Encerrando uma campanha santa de 10 anos nas cruzadas, o cavaleiro Antonius Block (Max von Sydow) retorna à Suécia acompanhado de seu escudeiro Jons (Gunnar Bjönstrand). Logo no início da jornada de volta, Antonius recebe a visita da Morte (Bengt Ekerot), que deja envolvê-lo eternamente em seu gélido abraço. No entanto, descontente com a falta de sentido de tudo o que fizera até então e disposto a buscar as respostas para as suas dúvidas, o cavaleiro desafia a Morte para uma partida de xadrez em troca de mais tempo de vida. Enquanto o jogo prossegue, a peregrinação do cavaleiro leva-o a conhecer os mais variados vilarejos e pessoas que vão constituindo um grupo e se juntam à sua viagem, em especial o casal de atores Mia (Bibi Andersson) e Jof (Nils Poppe), que têm um bebê de um ano de idade e demonstram uma alegria de viver tão intensa que contraria toda a miséria e degradação que assolam a Suécia do século XII.

Nunca a fotografia em preto-e-branco foi tão apropriada a um filme, e tão essencial à caracterização de uma história quanto em O Sétimo Selo. O título é retirado diretamente de uma das mais citadas passagens do livro das revelações, o Apocalipse, e abre e fecha o filme acompanhando a persistência da entidade que veio levar o cavaleiro Antonius para a eternidade. O personagem é o centro de um conflito que se desdobra em bolsões psicológicos e explodem como feridas pustulentas num corpo carcomido pela peste, o principal causador de toda a desgraça do povo. Numa época em que a igreja detinha o poder sobre tudo e todos, e a superstição encontrava caminho livre por entre os meandros de ignorância da população pobre, este é um dos vários períodos de decadência da humanidade que pode ser reduzido à ausência do bem e ao predomínio do mal. É isso que faz a dúvida sobre a existência de Deus aflorar no coração do antes nobre e feliz Antonius, e é através de seus olhos que Bergman demonstra o contraste entre a perda da fé e uma ínfima fagulha de esperança, enxergada pelo cavaleiro na família que com ele divide uma refeição de morangos e leite.

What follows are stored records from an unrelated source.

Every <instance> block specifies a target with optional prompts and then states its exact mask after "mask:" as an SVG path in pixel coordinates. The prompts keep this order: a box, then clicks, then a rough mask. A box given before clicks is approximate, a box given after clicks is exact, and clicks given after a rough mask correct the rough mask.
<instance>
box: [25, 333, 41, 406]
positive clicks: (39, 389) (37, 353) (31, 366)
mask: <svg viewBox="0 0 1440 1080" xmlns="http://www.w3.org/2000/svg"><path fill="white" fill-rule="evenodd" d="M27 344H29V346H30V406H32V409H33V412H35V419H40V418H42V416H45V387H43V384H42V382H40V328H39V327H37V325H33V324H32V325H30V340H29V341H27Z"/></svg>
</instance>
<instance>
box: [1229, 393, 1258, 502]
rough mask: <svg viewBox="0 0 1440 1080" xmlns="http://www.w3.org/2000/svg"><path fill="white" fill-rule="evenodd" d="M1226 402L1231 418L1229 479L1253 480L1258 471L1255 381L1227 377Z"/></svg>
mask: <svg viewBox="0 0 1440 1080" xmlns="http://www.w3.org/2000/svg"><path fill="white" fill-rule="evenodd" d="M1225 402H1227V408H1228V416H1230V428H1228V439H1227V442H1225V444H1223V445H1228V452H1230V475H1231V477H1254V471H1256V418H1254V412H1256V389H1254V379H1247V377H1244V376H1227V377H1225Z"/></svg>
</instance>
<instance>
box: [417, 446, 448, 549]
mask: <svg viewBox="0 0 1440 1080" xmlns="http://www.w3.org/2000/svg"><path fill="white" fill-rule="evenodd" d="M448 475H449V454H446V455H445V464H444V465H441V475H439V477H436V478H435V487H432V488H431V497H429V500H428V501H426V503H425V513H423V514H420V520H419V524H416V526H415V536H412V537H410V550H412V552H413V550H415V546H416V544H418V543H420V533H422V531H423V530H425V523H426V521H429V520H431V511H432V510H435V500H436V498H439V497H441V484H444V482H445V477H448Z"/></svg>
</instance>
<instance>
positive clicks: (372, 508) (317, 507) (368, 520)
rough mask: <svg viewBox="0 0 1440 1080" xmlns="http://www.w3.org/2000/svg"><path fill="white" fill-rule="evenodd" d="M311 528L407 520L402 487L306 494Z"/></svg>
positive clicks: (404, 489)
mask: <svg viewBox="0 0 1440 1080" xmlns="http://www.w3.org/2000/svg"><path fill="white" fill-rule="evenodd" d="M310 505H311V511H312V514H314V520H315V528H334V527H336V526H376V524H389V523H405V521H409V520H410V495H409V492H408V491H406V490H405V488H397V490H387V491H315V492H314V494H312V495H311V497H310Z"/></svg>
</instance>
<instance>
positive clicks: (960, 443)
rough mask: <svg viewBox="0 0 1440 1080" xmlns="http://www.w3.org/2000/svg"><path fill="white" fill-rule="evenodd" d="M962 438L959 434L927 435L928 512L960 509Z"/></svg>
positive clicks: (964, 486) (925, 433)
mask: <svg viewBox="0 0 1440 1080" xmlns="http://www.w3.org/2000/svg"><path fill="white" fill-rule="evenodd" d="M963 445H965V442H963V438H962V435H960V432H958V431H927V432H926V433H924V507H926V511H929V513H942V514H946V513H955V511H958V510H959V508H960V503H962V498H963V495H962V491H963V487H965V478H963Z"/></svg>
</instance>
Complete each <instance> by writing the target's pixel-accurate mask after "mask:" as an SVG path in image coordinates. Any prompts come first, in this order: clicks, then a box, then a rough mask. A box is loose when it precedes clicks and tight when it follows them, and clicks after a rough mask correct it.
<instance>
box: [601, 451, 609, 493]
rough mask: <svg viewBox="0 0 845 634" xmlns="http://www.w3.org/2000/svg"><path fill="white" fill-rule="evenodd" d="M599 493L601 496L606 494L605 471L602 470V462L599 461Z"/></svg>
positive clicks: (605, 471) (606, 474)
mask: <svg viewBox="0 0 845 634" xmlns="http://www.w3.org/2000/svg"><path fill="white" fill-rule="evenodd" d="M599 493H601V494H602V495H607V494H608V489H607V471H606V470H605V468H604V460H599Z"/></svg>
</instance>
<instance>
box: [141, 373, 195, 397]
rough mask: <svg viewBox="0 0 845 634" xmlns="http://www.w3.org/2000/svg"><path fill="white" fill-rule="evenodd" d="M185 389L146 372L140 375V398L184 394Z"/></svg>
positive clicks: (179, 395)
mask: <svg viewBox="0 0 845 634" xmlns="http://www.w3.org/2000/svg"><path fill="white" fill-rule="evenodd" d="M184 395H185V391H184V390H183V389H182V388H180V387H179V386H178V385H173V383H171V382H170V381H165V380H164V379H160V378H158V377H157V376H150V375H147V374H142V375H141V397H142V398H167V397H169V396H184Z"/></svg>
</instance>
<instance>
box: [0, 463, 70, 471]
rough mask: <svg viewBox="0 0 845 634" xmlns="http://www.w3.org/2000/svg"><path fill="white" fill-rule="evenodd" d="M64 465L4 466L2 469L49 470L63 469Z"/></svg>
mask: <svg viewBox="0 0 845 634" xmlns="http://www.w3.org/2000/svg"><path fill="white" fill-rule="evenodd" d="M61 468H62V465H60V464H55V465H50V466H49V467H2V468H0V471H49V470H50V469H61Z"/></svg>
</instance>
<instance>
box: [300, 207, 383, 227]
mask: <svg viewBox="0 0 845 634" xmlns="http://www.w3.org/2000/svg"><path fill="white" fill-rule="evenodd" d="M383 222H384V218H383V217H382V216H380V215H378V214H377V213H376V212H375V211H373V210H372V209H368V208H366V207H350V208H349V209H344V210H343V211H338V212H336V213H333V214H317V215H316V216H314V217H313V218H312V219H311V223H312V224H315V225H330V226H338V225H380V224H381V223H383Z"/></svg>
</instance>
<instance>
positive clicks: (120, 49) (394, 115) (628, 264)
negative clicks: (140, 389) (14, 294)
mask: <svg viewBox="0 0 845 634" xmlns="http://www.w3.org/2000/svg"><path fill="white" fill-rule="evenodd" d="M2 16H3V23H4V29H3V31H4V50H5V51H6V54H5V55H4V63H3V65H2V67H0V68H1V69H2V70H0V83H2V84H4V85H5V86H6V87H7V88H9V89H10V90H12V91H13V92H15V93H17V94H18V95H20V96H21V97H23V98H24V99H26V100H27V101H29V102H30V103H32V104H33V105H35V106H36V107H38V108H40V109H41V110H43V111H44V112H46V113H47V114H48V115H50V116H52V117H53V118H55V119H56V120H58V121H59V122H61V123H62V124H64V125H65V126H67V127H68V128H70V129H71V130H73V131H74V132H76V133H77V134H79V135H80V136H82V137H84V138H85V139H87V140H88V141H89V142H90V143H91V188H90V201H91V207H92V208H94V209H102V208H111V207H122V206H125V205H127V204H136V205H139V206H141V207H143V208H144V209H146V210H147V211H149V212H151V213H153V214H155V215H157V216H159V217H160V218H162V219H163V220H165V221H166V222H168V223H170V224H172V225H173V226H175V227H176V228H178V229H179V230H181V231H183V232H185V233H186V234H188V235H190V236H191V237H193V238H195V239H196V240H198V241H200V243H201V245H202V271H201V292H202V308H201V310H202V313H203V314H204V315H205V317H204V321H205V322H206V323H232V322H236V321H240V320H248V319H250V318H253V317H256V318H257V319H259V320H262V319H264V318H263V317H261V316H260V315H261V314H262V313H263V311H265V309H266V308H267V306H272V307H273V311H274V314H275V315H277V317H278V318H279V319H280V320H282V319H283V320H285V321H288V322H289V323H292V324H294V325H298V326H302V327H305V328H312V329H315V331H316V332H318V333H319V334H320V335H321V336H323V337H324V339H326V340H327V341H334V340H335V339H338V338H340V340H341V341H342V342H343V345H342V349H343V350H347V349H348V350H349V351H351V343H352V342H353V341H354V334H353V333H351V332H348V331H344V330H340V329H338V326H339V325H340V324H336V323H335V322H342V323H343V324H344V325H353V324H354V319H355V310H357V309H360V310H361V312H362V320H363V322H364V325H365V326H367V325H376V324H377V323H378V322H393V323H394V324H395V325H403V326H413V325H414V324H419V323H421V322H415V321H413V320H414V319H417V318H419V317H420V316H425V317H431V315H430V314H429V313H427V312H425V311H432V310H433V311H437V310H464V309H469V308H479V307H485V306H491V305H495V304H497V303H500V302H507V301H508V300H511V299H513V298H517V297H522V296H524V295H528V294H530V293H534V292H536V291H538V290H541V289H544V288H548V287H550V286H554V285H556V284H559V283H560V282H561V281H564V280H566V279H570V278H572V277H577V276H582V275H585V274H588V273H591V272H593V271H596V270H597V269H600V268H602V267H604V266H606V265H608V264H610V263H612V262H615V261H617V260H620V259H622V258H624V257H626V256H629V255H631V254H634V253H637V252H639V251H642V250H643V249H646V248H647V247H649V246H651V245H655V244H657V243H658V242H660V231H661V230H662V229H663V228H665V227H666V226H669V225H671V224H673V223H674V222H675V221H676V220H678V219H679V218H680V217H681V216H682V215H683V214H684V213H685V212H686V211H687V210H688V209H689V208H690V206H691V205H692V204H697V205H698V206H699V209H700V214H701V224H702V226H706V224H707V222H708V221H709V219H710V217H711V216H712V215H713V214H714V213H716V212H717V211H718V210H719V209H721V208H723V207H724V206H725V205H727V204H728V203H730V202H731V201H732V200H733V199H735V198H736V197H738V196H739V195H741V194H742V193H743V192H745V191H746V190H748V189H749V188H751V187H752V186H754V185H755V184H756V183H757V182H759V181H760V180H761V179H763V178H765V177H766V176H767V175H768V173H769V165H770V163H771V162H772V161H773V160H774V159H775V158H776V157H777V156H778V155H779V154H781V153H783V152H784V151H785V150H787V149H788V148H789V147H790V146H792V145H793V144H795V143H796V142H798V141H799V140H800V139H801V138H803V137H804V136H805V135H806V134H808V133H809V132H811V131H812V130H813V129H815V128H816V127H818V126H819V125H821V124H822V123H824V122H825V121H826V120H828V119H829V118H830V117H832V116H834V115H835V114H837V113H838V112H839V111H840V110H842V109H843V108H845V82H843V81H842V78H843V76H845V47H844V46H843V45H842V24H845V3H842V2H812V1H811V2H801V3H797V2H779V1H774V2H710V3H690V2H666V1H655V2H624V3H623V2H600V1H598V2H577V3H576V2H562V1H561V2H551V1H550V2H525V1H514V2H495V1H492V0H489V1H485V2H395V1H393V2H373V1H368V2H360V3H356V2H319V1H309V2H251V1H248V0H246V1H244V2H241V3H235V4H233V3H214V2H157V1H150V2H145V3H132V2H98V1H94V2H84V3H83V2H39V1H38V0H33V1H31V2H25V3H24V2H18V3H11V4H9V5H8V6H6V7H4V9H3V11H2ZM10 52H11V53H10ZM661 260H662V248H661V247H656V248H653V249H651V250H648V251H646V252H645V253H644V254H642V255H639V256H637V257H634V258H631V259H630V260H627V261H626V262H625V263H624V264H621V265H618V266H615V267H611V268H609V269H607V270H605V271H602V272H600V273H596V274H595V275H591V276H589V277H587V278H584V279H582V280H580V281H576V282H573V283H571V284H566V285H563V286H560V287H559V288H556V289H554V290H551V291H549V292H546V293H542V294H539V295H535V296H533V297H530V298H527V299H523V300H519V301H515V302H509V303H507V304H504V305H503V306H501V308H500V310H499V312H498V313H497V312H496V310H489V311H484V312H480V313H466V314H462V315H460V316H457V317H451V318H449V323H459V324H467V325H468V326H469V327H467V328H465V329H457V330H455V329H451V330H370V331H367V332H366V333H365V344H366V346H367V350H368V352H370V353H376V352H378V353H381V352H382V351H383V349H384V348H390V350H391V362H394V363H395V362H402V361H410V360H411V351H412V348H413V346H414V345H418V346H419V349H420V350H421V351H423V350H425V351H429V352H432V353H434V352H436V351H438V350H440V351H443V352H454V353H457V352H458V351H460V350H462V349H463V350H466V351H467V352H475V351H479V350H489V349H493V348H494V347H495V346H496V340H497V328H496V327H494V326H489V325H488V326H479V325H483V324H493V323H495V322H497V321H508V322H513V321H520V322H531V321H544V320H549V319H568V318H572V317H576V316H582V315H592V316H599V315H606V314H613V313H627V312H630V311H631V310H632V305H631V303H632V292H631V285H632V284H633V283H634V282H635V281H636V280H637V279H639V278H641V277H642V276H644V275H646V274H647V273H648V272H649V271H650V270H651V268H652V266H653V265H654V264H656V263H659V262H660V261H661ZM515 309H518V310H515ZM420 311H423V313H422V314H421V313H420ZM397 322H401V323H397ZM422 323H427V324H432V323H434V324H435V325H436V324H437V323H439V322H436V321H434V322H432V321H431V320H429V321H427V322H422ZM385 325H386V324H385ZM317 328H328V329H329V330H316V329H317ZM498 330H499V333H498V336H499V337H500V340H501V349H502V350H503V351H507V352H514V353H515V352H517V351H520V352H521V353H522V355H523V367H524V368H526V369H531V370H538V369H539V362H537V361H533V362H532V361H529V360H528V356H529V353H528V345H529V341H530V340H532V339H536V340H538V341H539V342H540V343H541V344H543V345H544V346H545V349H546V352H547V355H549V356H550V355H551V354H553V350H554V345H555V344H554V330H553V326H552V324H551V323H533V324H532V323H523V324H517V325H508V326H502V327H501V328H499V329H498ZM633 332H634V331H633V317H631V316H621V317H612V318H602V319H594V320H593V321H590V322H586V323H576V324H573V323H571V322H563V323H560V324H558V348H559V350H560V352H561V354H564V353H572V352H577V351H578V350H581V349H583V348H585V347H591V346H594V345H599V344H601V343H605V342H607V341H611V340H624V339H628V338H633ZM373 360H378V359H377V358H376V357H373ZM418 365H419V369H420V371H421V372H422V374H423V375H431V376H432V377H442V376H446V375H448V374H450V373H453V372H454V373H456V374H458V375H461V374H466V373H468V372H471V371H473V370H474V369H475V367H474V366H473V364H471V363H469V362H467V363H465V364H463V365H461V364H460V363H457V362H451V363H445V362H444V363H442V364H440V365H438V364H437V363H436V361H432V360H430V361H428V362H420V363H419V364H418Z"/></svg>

As passagens poéticas, como a referência explícita à última ceia na derradeira cena do filme, e a terrível procissão de flagelados pela peste que interrompe a viagem dos peregrinos, são belíssimas e ao mesmo tempo aterradoras em sua essência. Cada um dos integrantes do grupo que acaba se formando ao redor de Antonius Block parece representar algo relacionado às atribulações da alma humana, mas nenhum deles é tão eloqüente ao se encontrar com a morte quanto a companheira do escudeiro Jons, que é salva por ele de ser estuprada e permanece muda durante todo o filme. A felicidade, para ela, era se ver livre da miséria e da degradação de uma vida pela qual ela já não mais ansiava, e pela qual não nutria nenhuma esperança. Seu semblante ao encontrar a Morte não é só iluminado, é a representação do júbilo sincero que acompanha o renascimento em meio ao caos do sofrimento. Como se Bergman dissesse que a felicidade pode subsistir, mesmo diante do fim, mesmo em meio ao desespero de uma existência execrável. Se a existência pode ser assim cruel, como não se sensibilizar com o drama do cavaleiro que acredita que sua vida foi uma luta interminável e inútil?

Mesmo não sendo um filme para todos os estados de espírito, principalmente devido ao tema árido e ao aspecto depressivo que paira como uma sombra sobre a história, O Sétimo Selo justifica sua fama de clássico. Um drama belamente filmado, intrinsecamente poético, levemente surrealista e religiosamente crítico. De quantos outros clássicos pode se afirmar a mesma coisa?

O DVD traz como material adicional o trailer do filme e biografias de Ingmar bergman, Max von Sydow e Bibi Andersson.